Lens antennas can be light weight, which for portable ham radio microwave stuff is an advantage. But they've never been terribly popular given the scale even worse than dishes with size. Oh well.
(Score: 3, Informative) by Dr Spin on Thursday July 12 2018, @07:16PM (1 child)
Its a shame that the article was not as well written as this post.
Warning: Opening your mouth may invalidate your brain!
(Score: 2, Funny) by Ethanol-fueled on Friday July 13 2018, @01:05AM
Agreed. I cannot tell whether or not either are trolling.
(Score: 1) by Ethanol-fueled on Friday July 13 2018, @12:57AM (2 children)
Only 3dB? That's a really small number to care about, It reminds me of people who used to overclock their processors to the ultrasound-screaming point just to play doom 500ms more quickly.
3dB is such a small number that nobody notices or cares about the drop. Especially when you have a bitchin' stereo that can crank out 120dB no problem. Would you notice if your processor clock was 3Hz slower?
(Score: 3, Informative) by Immerman on Friday July 13 2018, @03:01AM
What are you talking about? A 3db difference equates to a doubling or halving in power. Doubling or halving a quantity is fairly significant in most contexts.
(Score: 2) by VLM on Friday July 13 2018, @01:02PM
Its a big deal if you're doing moon bounce or some stuff like that and your SNR is like 2 dB above the decoding threshold.
Also its much like weak signal VHF work, I'm too lazy to quote the math but based on area and SNR contours the "vast majority" of your contacts doing weak signal work will be at low SNRs. A bigger antenna means more contacts but the ratio of SNRs will be unchanged.
Its a money thing... You pay a lot of money as a ham for a large dish, and the scaling is pretty scary, so buying a smaller dish and a better feed saves a lot of money overall, unless the better feed is made of solid gold or something.
Finally the mobile ham radio guys have a hard criteria for "van people" of 4 feet or whatever fits in the car, so you're competing against a guy with 3dB better SNR because he has a better feed, he's going to smoke you in the scores.

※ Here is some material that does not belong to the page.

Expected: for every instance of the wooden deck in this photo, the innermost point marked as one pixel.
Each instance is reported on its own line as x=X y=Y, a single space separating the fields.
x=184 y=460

Its a similar issue for land microwave for legacy telcos and whatever... you can buy a more expensive feed that weighs nothing, but if you have a thousand pound dish and want 3 dB more gain thats gonna cost a lot of money in the weight of the dish and the weight and size of the tower, much cheaper to "max out" the quality of the feed, then increase antenna size.
A final issue is sidelobes and interference, over-illuminating a dish or having an awful feed in general is the same as pointing the antenna at a noise source. This is fun with satellites, what is up with this interference?
(Score: 2) by bitstream on Thursday July 12 2018, @08:00PM (2 children)
Now we only need of the shelf transmitters and receivers. And some transistors.
Bundled with 3D printing, maybe some fun can be had.
(Score: 1) by Ethanol-fueled on Friday July 13 2018, @01:03AM (1 child)
The easiest way you're gonna play with Terrahertz is to buy a Cisco (or cheap-shit Akamai) server with multi-mode optical connections, some fiber, and perhaps a MEMS attenuator, possibly an amp, and some diffraction gratings. Bonus stage: look into the opposite end of the fiber after full amplification.
(Score: 2) by bitstream on Saturday July 14 2018, @05:31PM
Ie heterodyne operation? But I think that would be pretty inefficient. Better to get the real stuff, ie devices capable of switching in the THz range.
Some laser pointers use special crystals to get shorter wavelength. Some bad (dangerous) won't filter the unwanted wavelengths out.